We can’t rule out the deal will be delayed or suspended until the questions are cleared up
The Baidu-owned video platform iQiyi is also under investigation by the SEC. The company disclosed the probe this summer, which came after a short seller alleged iQiyi inflated its revenue and user numbers. The company has denied the allegations and said it was co-operating with the probe.
Muddy Waters said Baidu and YY Live “will be THE test of whether China Inc. is really just a few bad apples; or, whether the incessant cheating, lying, and indifference to US law permeate the highest echelons of China’s public companies”.
Muddy Waters said it held a short position in Nasdaq-listed Joyy, so it benefited financially when shares fell.
Baidu declined to comment. Joyy did not respond to a request for comment.
But YY told local media: “The Muddy Waters report is full of ignorance about the livestreaming industry and the livestreaming ecosystem. The report contains a large number of errors with unclear logic, confusing data, and sweeping generalizations.”
Nigel Stevenson, an analyst at Hong Kong’s GMT Research, said the Muddy Waters report was “credible” and he was not surprised YY was singled out. “It fits with concerns we have had previously in relation to YY’s financials,” he said.
“There is an ongoing theme of a constant drip of concerns being raised about some of these companies,” he added, referring to US-listed Chinese internet groups. Mr Stevenson described YY as one of the more high-profile targets.
The latest allegations come amid a push by the Trump administration to ban mainland companies from US stock exchanges if they do not comply with American accounting standards.
The Muddy Waters report will also add to the scrutiny of Baidu’s acquisition of YY Live, which was announced on Monday.
“We can’t rule out the deal will be delayed or suspended until the questions are cleared up,” said Shen Meng, director at Chanson & Co, a boutique investment bank in Beijing.
The decline of Baidu’s core advertising business has forced the company to develop its social and livestreaming offering, one of the fastest growing areas of ecommerce. But it faces stiff competition, notably from ByteDance’s Douyin app and Tencent-backed Kuaishou, another Beijing-based video service.
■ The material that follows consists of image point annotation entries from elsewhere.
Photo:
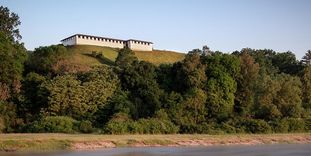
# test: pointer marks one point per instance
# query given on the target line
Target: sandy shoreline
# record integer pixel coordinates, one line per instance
(53, 142)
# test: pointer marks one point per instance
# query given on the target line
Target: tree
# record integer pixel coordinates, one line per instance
(245, 84)
(286, 63)
(278, 96)
(9, 21)
(45, 60)
(220, 87)
(31, 103)
(125, 57)
(12, 57)
(306, 87)
(306, 59)
(190, 73)
(79, 97)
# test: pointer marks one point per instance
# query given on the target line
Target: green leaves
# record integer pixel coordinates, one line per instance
(80, 97)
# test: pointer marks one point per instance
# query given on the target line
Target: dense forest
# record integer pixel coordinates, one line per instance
(247, 91)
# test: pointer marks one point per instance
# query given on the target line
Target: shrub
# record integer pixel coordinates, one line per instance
(296, 125)
(308, 124)
(54, 124)
(117, 127)
(141, 126)
(85, 127)
(2, 125)
(279, 126)
(256, 126)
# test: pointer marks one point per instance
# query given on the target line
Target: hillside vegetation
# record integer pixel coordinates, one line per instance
(84, 54)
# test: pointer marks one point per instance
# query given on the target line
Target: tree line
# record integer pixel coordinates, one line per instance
(210, 92)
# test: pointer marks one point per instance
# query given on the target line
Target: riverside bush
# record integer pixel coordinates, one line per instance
(279, 126)
(142, 126)
(296, 125)
(85, 126)
(256, 126)
(308, 124)
(54, 124)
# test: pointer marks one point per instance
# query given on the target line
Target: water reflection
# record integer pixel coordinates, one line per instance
(258, 150)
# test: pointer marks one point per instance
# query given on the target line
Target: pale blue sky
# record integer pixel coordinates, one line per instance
(224, 25)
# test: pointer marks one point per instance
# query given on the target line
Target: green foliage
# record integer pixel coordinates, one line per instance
(280, 126)
(44, 59)
(125, 57)
(53, 124)
(31, 103)
(9, 23)
(121, 124)
(85, 126)
(306, 87)
(296, 125)
(140, 80)
(12, 57)
(256, 126)
(308, 124)
(246, 81)
(278, 97)
(2, 125)
(81, 97)
(9, 119)
(221, 86)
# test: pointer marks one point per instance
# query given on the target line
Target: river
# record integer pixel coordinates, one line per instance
(255, 150)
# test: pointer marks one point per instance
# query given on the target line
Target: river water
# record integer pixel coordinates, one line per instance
(256, 150)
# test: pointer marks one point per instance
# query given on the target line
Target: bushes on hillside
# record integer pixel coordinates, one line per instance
(141, 126)
(53, 124)
(256, 126)
(296, 125)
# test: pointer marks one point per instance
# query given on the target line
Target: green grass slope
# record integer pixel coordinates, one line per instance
(84, 54)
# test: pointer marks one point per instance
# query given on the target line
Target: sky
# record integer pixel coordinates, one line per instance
(181, 25)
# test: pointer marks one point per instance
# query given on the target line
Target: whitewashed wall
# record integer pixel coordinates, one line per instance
(141, 46)
(106, 42)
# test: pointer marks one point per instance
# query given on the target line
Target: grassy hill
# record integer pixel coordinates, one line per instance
(84, 54)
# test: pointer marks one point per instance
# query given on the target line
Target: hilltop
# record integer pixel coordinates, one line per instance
(86, 54)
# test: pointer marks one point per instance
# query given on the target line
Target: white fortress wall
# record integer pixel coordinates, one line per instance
(87, 40)
(69, 41)
(140, 45)
(80, 39)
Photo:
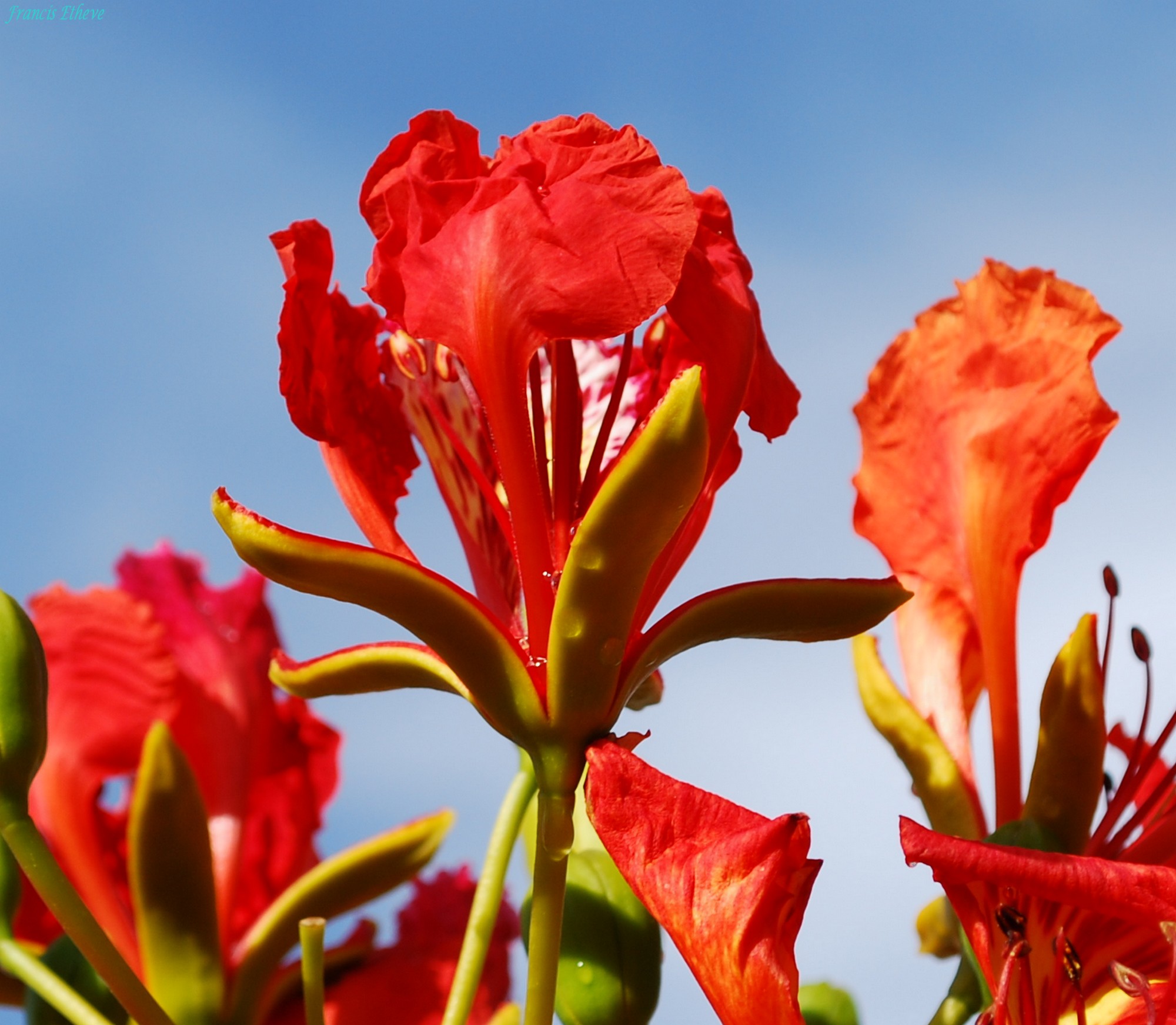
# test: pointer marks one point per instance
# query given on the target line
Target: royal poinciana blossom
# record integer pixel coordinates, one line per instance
(163, 646)
(727, 884)
(409, 982)
(580, 469)
(183, 797)
(977, 425)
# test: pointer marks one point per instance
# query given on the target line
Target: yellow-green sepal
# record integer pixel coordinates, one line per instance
(449, 620)
(366, 669)
(825, 1004)
(335, 887)
(66, 962)
(951, 803)
(170, 869)
(24, 717)
(1072, 741)
(611, 950)
(632, 519)
(805, 610)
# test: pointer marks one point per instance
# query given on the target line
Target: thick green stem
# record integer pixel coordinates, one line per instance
(489, 896)
(310, 933)
(49, 984)
(550, 883)
(61, 897)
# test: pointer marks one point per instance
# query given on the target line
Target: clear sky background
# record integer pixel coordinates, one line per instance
(872, 154)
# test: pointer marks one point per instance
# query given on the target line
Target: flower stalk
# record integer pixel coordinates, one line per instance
(489, 896)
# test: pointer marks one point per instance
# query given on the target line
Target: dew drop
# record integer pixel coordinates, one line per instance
(612, 652)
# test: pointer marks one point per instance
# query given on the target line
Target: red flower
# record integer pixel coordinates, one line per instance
(164, 646)
(580, 470)
(409, 983)
(977, 426)
(729, 886)
(1050, 930)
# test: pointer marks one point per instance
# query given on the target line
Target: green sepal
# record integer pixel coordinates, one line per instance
(11, 890)
(1067, 777)
(966, 996)
(825, 1004)
(335, 887)
(366, 669)
(24, 717)
(611, 950)
(1026, 834)
(449, 620)
(68, 963)
(805, 610)
(633, 517)
(170, 868)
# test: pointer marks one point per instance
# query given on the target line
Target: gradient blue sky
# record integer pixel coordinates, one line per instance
(872, 154)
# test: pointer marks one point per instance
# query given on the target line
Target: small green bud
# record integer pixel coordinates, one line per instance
(66, 961)
(823, 1004)
(611, 950)
(24, 693)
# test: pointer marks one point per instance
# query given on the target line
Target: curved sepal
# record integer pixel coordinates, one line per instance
(951, 804)
(778, 610)
(633, 517)
(365, 669)
(335, 887)
(452, 622)
(170, 868)
(1068, 772)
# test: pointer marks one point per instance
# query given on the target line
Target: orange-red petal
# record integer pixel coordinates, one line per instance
(977, 425)
(727, 884)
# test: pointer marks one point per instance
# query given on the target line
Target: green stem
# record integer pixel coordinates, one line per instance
(489, 896)
(551, 879)
(49, 984)
(61, 897)
(310, 934)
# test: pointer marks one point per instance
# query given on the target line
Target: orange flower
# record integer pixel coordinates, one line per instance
(975, 427)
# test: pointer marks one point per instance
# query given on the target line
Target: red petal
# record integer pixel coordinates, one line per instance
(729, 886)
(977, 426)
(331, 379)
(169, 647)
(409, 983)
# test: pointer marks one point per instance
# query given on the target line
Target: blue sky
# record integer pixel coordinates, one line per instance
(872, 154)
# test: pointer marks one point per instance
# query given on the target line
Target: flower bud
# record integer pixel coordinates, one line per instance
(24, 692)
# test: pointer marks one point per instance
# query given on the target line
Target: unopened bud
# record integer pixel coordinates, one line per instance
(1140, 645)
(24, 693)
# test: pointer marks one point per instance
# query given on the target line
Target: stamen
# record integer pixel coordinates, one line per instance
(1137, 986)
(539, 429)
(1132, 776)
(567, 442)
(589, 488)
(1111, 582)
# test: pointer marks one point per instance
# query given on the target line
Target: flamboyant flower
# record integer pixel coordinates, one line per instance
(729, 886)
(977, 425)
(409, 983)
(181, 797)
(1058, 935)
(580, 469)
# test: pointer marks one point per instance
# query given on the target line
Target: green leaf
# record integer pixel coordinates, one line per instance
(66, 961)
(173, 894)
(335, 887)
(24, 693)
(824, 1004)
(778, 610)
(633, 517)
(449, 620)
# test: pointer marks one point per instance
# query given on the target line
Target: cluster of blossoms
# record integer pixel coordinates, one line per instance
(569, 334)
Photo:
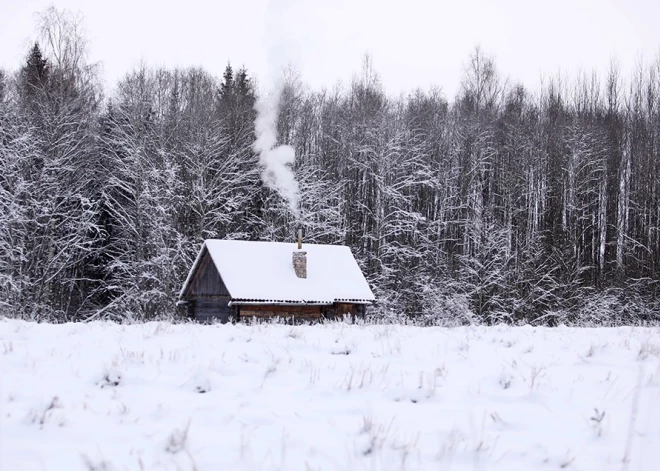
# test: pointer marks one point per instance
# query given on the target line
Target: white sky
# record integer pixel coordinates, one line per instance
(413, 43)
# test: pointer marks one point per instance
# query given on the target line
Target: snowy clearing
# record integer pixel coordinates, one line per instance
(103, 396)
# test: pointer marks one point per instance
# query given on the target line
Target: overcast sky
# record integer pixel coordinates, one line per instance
(413, 43)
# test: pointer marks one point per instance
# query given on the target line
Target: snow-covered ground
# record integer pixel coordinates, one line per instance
(103, 396)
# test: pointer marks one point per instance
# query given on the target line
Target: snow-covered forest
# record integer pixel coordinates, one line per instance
(498, 204)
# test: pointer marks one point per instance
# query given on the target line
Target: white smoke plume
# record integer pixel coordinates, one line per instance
(276, 161)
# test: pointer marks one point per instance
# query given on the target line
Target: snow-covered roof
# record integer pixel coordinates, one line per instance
(262, 272)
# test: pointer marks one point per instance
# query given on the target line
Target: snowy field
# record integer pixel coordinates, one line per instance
(103, 396)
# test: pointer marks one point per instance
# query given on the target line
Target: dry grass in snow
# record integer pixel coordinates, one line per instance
(103, 396)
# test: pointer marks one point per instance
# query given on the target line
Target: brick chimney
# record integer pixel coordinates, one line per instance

YY has acknowledged that growth is slowing. The company's average monthly users fell by 4 per cent in the third quarter compared with a year earlier and paying customers declined to 4.1m from 4.3m. YY blamed the fall on Covid-19.
Analysts had already noted risks to the deal. These included greater regulation after Beijing introduced new rules last week covering online shopping through livestreaming platforms.
Jefferies analysts singled out “stringent regulations in short video and live streaming” in a research note. Daiwa analysts said they had “doubts over the operational synergies”.
Shares in Nasdaq-listed Baidu closed 1.3 per cent lower.